SYNIMMUNE GmbH, Tübingen, Germany.
Department of Immunology, Interfaculty Institute for Cell Biology, University of Tübingen, Tübingen, Germany.
Department of Pediatric Oncology, Hematology and Immunology, Heinrich Heine University, Düsseldorf, Germany.
Department of Pediatric Oncology/Hematology, Ludwig Maximilians University Munich, München, Germany.
German Cancer Consortium (DKTK) and German Cancer Research Center (DKFZ), Partner Site Tübingen, Tübingen, Germany.

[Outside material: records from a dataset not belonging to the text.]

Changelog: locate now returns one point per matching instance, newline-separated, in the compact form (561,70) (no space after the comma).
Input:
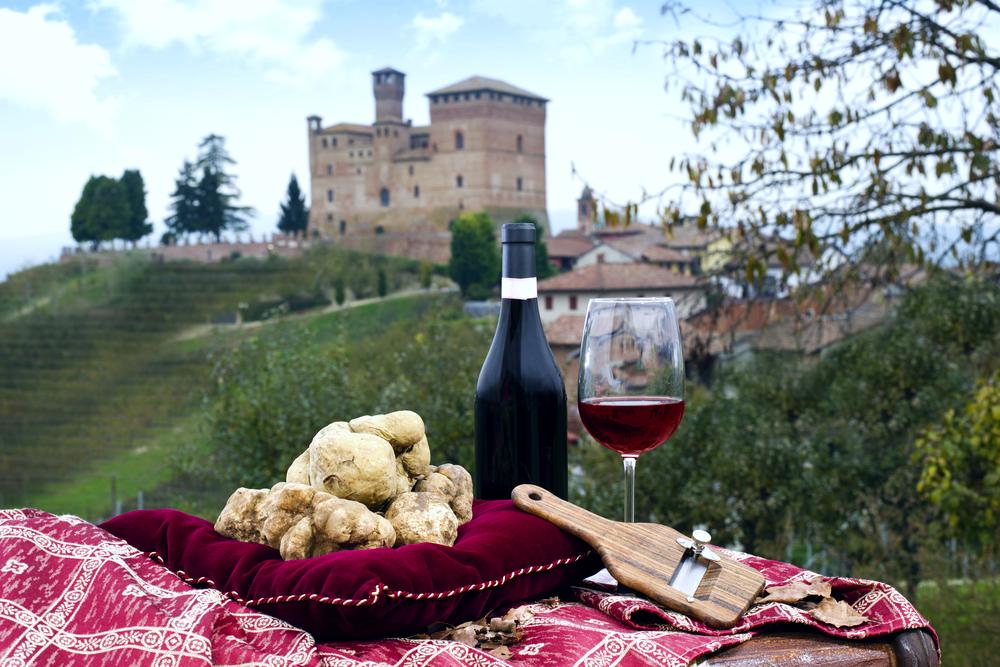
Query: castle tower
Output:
(388,85)
(586,219)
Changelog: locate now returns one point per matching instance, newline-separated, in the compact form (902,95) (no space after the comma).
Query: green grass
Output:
(966,616)
(142,468)
(95,381)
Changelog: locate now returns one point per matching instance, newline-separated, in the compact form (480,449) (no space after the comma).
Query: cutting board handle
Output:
(572,519)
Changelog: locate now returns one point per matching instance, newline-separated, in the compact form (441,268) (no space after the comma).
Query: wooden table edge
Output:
(909,648)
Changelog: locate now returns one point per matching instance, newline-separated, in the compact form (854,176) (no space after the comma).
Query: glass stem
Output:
(629,462)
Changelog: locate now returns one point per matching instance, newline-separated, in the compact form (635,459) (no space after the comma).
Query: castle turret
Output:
(585,211)
(388,85)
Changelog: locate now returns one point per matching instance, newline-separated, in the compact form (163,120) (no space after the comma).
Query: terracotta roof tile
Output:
(474,83)
(565,330)
(568,246)
(661,253)
(616,278)
(352,128)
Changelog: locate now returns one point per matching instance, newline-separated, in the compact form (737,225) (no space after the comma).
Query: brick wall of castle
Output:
(482,150)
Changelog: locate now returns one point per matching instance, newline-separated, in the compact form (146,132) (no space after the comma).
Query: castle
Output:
(483,150)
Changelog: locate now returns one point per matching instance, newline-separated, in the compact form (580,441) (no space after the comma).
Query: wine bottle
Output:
(520,396)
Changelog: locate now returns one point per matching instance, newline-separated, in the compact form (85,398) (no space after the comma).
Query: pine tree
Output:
(109,211)
(294,214)
(79,222)
(475,257)
(183,203)
(217,190)
(135,192)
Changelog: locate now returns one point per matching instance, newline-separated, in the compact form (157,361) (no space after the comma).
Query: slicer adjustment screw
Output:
(701,539)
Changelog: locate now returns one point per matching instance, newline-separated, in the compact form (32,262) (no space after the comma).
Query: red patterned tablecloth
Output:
(73,594)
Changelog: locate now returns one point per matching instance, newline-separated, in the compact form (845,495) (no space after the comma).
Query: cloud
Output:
(576,30)
(47,69)
(431,30)
(275,35)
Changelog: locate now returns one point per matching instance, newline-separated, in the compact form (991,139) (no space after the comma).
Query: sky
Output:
(99,86)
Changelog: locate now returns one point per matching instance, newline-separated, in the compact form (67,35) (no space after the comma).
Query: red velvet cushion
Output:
(502,556)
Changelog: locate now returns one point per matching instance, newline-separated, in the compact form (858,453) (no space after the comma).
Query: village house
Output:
(569,293)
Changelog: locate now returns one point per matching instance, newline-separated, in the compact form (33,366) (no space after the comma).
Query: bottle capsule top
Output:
(517,232)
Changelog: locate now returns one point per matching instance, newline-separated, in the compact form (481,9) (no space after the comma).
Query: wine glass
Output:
(631,389)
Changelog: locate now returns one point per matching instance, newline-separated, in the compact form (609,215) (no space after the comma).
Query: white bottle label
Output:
(519,288)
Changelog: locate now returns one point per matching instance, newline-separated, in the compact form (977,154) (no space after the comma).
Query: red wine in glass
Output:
(632,425)
(631,386)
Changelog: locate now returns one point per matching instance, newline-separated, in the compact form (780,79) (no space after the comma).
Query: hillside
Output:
(106,368)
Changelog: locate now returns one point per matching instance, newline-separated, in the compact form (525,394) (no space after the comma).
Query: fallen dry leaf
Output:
(838,613)
(491,634)
(464,634)
(796,591)
(519,615)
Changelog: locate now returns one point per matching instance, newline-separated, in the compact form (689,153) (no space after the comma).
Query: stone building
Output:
(483,150)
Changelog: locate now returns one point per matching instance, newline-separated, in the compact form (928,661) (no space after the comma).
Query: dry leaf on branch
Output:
(797,591)
(501,652)
(493,635)
(838,613)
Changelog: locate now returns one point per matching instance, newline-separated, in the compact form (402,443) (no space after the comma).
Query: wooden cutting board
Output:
(644,556)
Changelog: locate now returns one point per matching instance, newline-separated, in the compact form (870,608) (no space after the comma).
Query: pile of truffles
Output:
(361,484)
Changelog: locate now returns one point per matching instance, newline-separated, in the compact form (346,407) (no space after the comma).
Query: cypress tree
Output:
(183,203)
(294,214)
(135,193)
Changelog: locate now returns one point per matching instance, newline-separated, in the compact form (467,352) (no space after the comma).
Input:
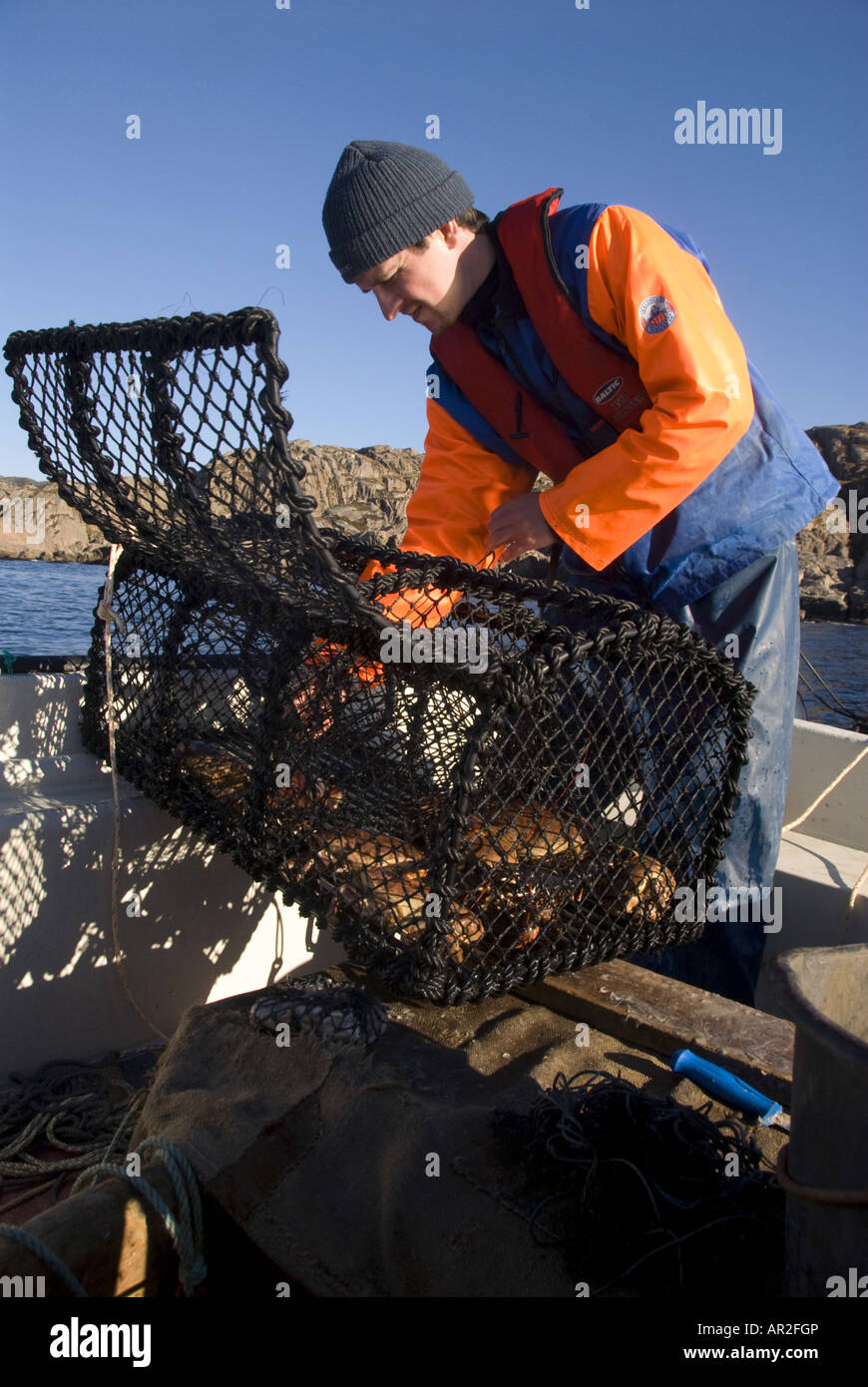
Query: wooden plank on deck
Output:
(665,1016)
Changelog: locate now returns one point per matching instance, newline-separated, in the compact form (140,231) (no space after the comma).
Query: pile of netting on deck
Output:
(647,1195)
(473,779)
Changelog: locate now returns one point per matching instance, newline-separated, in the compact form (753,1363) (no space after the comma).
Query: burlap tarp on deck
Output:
(320,1156)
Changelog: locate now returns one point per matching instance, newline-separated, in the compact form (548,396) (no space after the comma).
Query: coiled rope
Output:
(185,1227)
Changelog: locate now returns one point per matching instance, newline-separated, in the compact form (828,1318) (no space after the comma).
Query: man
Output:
(591,344)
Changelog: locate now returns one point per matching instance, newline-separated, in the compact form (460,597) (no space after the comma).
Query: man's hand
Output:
(520,525)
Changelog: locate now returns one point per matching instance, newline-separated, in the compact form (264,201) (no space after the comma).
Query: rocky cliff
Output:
(365,491)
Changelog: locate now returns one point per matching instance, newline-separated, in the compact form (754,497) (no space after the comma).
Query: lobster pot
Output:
(470,778)
(470,804)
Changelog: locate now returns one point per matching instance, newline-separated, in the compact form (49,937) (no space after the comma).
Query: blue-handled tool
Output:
(729,1089)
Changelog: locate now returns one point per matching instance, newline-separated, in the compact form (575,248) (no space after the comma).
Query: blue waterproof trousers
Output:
(760,607)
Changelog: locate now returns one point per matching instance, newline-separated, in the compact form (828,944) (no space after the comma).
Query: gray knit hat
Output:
(384,198)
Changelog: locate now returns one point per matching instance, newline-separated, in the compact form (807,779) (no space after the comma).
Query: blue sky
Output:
(245,107)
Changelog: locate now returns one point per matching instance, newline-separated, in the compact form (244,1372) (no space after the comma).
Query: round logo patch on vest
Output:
(656,313)
(608,390)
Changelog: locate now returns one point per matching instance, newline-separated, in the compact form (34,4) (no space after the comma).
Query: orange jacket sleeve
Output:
(461,483)
(693,370)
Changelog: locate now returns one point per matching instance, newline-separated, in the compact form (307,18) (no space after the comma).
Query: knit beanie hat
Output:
(384,198)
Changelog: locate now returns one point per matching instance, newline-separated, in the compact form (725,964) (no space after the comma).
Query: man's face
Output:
(427,284)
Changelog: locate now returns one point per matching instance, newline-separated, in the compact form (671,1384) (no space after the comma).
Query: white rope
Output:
(110,616)
(863,875)
(827,790)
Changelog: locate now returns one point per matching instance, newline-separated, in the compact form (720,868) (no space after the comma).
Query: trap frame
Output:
(463,829)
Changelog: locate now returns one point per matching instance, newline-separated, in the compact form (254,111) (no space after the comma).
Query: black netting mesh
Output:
(523,795)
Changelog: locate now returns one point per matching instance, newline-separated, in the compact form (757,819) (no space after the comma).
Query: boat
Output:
(195,928)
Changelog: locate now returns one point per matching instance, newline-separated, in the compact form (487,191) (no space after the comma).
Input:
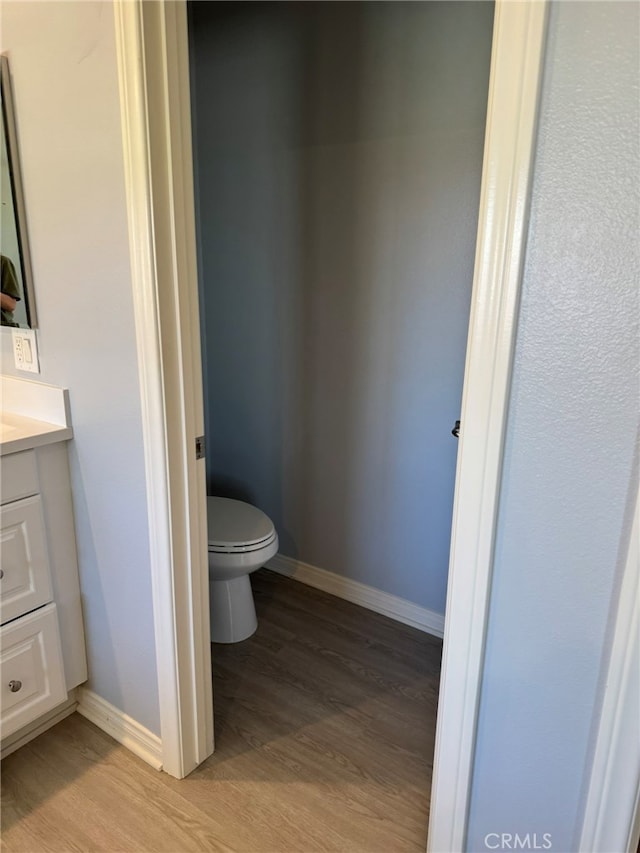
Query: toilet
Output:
(241,539)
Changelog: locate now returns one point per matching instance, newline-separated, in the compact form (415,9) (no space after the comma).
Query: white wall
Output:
(571,463)
(339,150)
(63,61)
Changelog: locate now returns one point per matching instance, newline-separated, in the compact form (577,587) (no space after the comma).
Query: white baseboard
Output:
(37,727)
(359,593)
(127,731)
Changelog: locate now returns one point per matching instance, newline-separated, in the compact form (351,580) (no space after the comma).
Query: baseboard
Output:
(127,731)
(37,727)
(359,593)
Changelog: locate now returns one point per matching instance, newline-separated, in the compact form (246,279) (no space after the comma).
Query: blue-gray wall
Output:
(339,153)
(65,75)
(570,474)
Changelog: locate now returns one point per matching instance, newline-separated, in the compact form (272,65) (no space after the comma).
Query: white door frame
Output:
(152,44)
(153,67)
(514,87)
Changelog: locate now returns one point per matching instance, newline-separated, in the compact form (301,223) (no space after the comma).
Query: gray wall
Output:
(339,151)
(570,473)
(63,60)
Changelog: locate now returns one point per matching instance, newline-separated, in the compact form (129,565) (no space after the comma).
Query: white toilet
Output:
(241,539)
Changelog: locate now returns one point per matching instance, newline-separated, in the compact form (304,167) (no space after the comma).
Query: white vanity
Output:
(42,649)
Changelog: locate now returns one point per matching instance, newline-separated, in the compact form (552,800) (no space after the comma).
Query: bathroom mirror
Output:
(18,302)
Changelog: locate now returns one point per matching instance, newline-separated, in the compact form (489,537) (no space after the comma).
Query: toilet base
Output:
(232,611)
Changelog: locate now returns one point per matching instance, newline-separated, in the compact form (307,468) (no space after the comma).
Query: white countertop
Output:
(32,414)
(18,432)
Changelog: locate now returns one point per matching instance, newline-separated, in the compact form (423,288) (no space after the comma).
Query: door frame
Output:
(153,74)
(152,44)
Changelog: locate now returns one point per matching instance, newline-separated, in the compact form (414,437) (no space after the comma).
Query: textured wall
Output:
(339,151)
(570,472)
(63,61)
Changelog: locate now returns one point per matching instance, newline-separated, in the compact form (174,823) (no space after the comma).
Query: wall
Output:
(66,91)
(570,473)
(339,151)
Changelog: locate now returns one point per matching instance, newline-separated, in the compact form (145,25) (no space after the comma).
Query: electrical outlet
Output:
(25,350)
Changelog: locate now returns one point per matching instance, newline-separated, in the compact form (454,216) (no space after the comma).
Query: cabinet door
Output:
(25,580)
(31,669)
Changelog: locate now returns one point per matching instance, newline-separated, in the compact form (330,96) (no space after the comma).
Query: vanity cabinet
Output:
(42,654)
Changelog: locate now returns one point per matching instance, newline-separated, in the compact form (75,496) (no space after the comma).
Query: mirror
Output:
(18,306)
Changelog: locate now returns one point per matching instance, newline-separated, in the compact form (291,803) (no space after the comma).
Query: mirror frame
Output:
(15,174)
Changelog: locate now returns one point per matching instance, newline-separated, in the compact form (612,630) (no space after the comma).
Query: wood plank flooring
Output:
(325,723)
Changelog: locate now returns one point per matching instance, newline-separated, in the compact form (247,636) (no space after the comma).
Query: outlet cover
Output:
(25,350)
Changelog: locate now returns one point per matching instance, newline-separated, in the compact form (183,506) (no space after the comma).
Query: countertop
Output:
(18,432)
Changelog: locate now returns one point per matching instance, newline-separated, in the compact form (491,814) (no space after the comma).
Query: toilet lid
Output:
(235,523)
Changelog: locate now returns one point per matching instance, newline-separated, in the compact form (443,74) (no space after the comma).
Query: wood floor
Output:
(325,723)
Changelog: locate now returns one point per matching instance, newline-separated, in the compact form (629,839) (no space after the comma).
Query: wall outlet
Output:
(25,350)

Prognosis of primary refractory and relapsed pediatric B-lineage acute lymphoblastic leukemia (ALL) is very poor. Relapse rates significantly correlate with persistent minimal residual disease (MRD). In MRD, favorable effector-target ratios prevail and thus this situation might be optimally suited for immunotherapy with antibodies recruiting immunological effector cells. We here report on the generation, preclinical characterization and first clinical application in B-lineage ALL of an Fc-optimized CD19 antibody. This third-generation antibody (4G7SDIE) mediated enhanced antibody-dependent cellular cytotoxicity (ADCC) against leukemic blasts with effector cells from healthy volunteers and B-lineage ALL patients. The antibody was produced in a university-owned production unit and was applied on a compassionate use basis to 14 pediatric patients with refractory and relapsed B-lineage ALL at the stage of MRD. In 10/14 patients, MRD was reduced by ≥ 1 log or below the patient-individual detection limit, and 5/14 patients have achieved ongoing complete molecular remission with a median leukemia-free survival of 428 days. Two additional patients died in complete molecular remission due to complications not related to antibody therapy. Besides profound in vivo B-cell depletion, side effects were negligible. A clinical phase 1/2 study to further assess the therapeutic activity of 4G7SDIE is in preparation.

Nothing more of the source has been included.